In the link here, I have the full run down of per 40 one number performances via Kevin Ferrigan’s Daily RAPM Estimate (DRE) and Alt WIn Score (AWS), a metric I use quite often in my draft models with data from RealGM. But, to me, the real focus of Summer League has to be the rookies.

Some of that is informed by a Kevin Pelton ESPN Insider article, indicating that Summer League adds a bit of predictive power to rookie performance but not to 2nd year players.
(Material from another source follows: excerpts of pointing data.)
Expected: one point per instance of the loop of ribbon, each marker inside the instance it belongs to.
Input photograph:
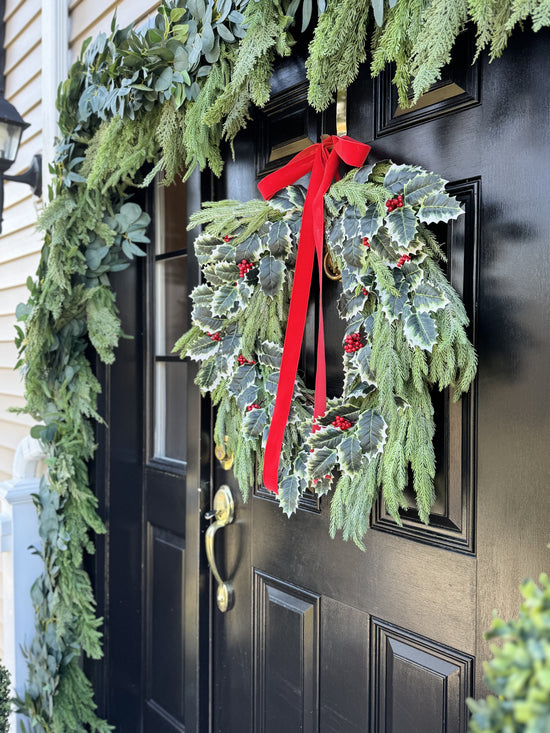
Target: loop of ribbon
(322, 161)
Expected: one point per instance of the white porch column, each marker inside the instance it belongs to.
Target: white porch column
(18, 532)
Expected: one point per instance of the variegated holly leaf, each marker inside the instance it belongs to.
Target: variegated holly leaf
(271, 383)
(428, 299)
(203, 318)
(382, 244)
(203, 347)
(270, 354)
(350, 455)
(243, 378)
(419, 328)
(254, 422)
(350, 305)
(289, 494)
(202, 295)
(209, 376)
(412, 273)
(354, 252)
(402, 223)
(439, 207)
(250, 250)
(398, 176)
(230, 345)
(271, 273)
(422, 185)
(226, 301)
(221, 272)
(224, 252)
(279, 239)
(362, 358)
(371, 432)
(370, 223)
(393, 304)
(205, 244)
(327, 437)
(321, 462)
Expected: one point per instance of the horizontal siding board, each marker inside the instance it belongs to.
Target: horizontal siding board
(86, 21)
(16, 272)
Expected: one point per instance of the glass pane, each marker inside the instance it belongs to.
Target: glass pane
(172, 218)
(171, 302)
(171, 410)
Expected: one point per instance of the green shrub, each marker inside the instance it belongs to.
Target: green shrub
(5, 702)
(519, 673)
It’s also plain that we just have less information on rookies, so new info relatively more valuable as is seeing them in a new team setting.

In order to get a quick and estimate on evaluating the stats out of SL, and maybe providing a bit of perspective, I re-calculated my Rookie performance draft model, first by substituting the SL stats for the college or European league stats and then used the SL stats to just update my original Rookie Model.

First the Summer League Only (SLO) run. The SLO model seems to match the buzz coming out of Vegas very well, with Lonzo Ball on top followed by Dennis Smith Jr, and Jayson Tatum, at two and three. Laker fans might want to frame this table with three Lakers prospects in the top 10.

Of course, for reference I should add that the scale of the projections line up so that a 5 is roughly equal to average production, or a 0 in plus/minus terms. Indicating that the SLO model projects every rookie but Ball to be below average next year.

For Celtics fans SLO is more mixed, Tatum comes out the third best, Zizic performed respectably, and uh, Semi Ojeleye was also there.

It is hugely unfair to project Markelle Fultz based on what amounted to about 64 minutes of playing time. Though he was actually helped by the the regression I applied, since he had performed below average in his brief court time.

So then, how much to actually adjust our expectations, if at all? Going again based on the Pelton article, I ran the rookie model with the SL numbers added, weighted at a 25% of the pre-NBA numbers. This gives a much more realistic evaluation to Summer League importance.

For example, in the tables below ordered by the SL Updated Rookie Model (appropriately, perhaps- SLURM) Fultz is still appropriately in the top 2. And the most any player has been adjusted up is three tenths, and down is five tenths (again the model results are scaled so that it’s roughly the same as being projected to be .3 better in a plus/minus model).

And below is the 2nd half of the summer league rookies by SLURM:

Maybe, we can hold off on the Kuzma Rookie Of the Year ceremony and wait to bury Fultz or Zach Collins. At least until the second game of Preseason.